What do you hope the DESTINY-Breast04 results will show in terms of safety?
This agent has been tested in several trials now. What we’ve seen in early phase 1 trials with trastuzumab deruxtecan is that it’s a manageable agent. Most of the adverse effects were haematological or gastrointestinal toxicity, ie nausea or vomiting, but generally of low intensity.

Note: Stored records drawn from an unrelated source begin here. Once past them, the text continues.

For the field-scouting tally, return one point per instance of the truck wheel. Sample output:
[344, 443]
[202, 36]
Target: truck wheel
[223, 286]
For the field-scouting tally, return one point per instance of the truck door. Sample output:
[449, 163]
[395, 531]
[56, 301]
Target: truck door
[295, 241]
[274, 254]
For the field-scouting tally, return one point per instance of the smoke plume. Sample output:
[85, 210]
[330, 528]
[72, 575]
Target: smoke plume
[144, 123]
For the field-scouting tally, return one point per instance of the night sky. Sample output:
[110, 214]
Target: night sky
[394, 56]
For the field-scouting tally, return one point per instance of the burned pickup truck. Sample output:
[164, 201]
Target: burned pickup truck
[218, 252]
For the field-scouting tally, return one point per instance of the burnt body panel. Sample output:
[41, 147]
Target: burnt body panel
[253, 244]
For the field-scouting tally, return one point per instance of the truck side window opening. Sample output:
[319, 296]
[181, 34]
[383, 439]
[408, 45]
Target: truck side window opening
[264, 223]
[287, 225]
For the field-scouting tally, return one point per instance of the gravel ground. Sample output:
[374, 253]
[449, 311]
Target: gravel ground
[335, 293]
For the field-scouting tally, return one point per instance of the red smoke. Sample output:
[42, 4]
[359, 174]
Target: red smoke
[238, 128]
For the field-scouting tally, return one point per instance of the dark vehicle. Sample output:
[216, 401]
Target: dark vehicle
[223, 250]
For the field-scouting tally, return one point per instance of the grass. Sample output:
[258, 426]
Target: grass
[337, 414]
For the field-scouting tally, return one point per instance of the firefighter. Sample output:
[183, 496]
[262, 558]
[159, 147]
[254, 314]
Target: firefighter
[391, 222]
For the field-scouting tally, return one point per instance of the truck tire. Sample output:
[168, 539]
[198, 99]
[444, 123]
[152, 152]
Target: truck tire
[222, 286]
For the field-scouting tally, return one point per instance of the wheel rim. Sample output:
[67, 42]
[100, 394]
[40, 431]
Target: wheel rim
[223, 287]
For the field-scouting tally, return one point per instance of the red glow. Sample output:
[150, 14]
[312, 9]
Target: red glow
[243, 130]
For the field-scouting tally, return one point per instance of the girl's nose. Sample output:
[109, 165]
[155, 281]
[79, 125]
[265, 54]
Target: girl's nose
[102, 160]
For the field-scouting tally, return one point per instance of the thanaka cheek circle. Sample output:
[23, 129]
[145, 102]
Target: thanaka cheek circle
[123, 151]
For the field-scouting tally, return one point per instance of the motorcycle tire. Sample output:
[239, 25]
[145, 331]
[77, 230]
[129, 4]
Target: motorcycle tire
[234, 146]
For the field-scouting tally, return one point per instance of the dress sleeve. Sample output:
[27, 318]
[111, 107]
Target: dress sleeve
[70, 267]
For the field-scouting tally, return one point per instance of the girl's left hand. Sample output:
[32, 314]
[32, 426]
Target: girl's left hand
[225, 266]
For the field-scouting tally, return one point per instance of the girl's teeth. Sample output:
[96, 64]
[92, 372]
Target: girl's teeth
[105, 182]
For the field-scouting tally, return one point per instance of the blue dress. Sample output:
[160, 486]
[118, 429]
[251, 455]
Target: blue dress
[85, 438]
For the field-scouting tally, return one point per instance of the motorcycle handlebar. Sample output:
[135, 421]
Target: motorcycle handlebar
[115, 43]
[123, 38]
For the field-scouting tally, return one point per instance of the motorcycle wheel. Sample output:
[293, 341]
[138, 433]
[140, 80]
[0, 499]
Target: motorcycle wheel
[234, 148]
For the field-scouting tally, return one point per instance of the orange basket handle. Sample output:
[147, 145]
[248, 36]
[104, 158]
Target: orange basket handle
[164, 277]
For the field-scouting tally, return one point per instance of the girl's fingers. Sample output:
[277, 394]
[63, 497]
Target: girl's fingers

In these early trials, we also observed a 10% to 15% rate of interstitial lung disease [ILD]. This was concerning because there were fatal effects. However, with other trials, especially the DESTINY-Breast03 trial [NCT03529110], which was a randomized study in HER2-positive disease. We have seen that when we improve our detection and management of ILDs, there is [fewer] serious cases and no fatal cases. In DESTINY-Breast03 there was approximately 10% ILD rate and no Grade 4 or 5 adverse reactions [AEs]. This means that we learn to better manage [the toxicities with] this officer.
I would expect the AE profile in the DESTINY-Breast04 trial to be similar to what we saw in DESTINY-Breast03, which would mean that trastuzumab deruxtecan is a manageable agent.
If trastuzumab deruxtecan, trastuzumab duocarmazine and disitamab vedotin are all advancing in development and showing positive phase 3 data, do you see each agent carving out a role in this population?
[The answer to this question] goes beyond HER2-directed ADCs. Another big news in HER2-low disease is that the TROPiCS-02 Phase 3 trial [NCT03901339] is positive, meaning that sacituzumab govitecan-hziy [Trodelvy], a TROP2 inhibitor ADC that is approved in triple-negative disease, is also more active than chemotherapy in HR-positive disease. In this pretreated population, we might have different ADCs available and we might need to decide which one to prioritize.
We don’t really know if one is active after the other, but we may collect this data in the months and years to come. For now, we may need to make comparisons between trials, [which, though not ideal are sometimes necessary when choosing treatments]. Presentation of data from DESTINY-Breast04, TROPiCS-02 and other trials with disitamab vedotin and trastuzumab duocarmazine [will help us understand the roles of these agents going forward].
What other insights into the future of HER2-low breast cancer would you like to offer?
One trial that shocked the scientific community with its scientific significance, even though it only studied a small cohort of patients, is the DAISY Phase 2 trial. [NCT04132960]. This is a study conducted in France that tested trastuzumab deruxtecan in patients with advanced breast cancer, regardless of HER2 expression.
The DAISY trial had a HER2 positive cohort where the drug was highly active, showing a rate of 69.1% [best objective] answer [BOR] rate, which is what we’ve seen in other trials in HER2-positive disease. This trial also had a HER2-weak cohort where we observed a BOR rate of 33.3%, which we had observed in other phase 1 trials. This trial also had a cohort of patients with an IHC score of 0 , a cohort we’ve never seen before. This cohort demonstrated a [30.6%] response rate, which is unexpected and raises many questions as to the best categorization of HER2. With 1+ or 2+ ISH-negative disease categorization, we may be excluding patients who might benefit from trastuzumab deruxtecan.
[We also want to know] why trastuzumab deruxtecan had activity in patients with IHC scores 0. Is it because there is minimal expression of HER2, even in this population? Or is it because the diffusing payload that detaches from the antibody may still have antitumor effects? These are all open questions. It will be important to investigate these issues in depth, particularly because there could be a population that is currently excluded from treatment with trastuzumab deruxtecan, but may still benefit from it.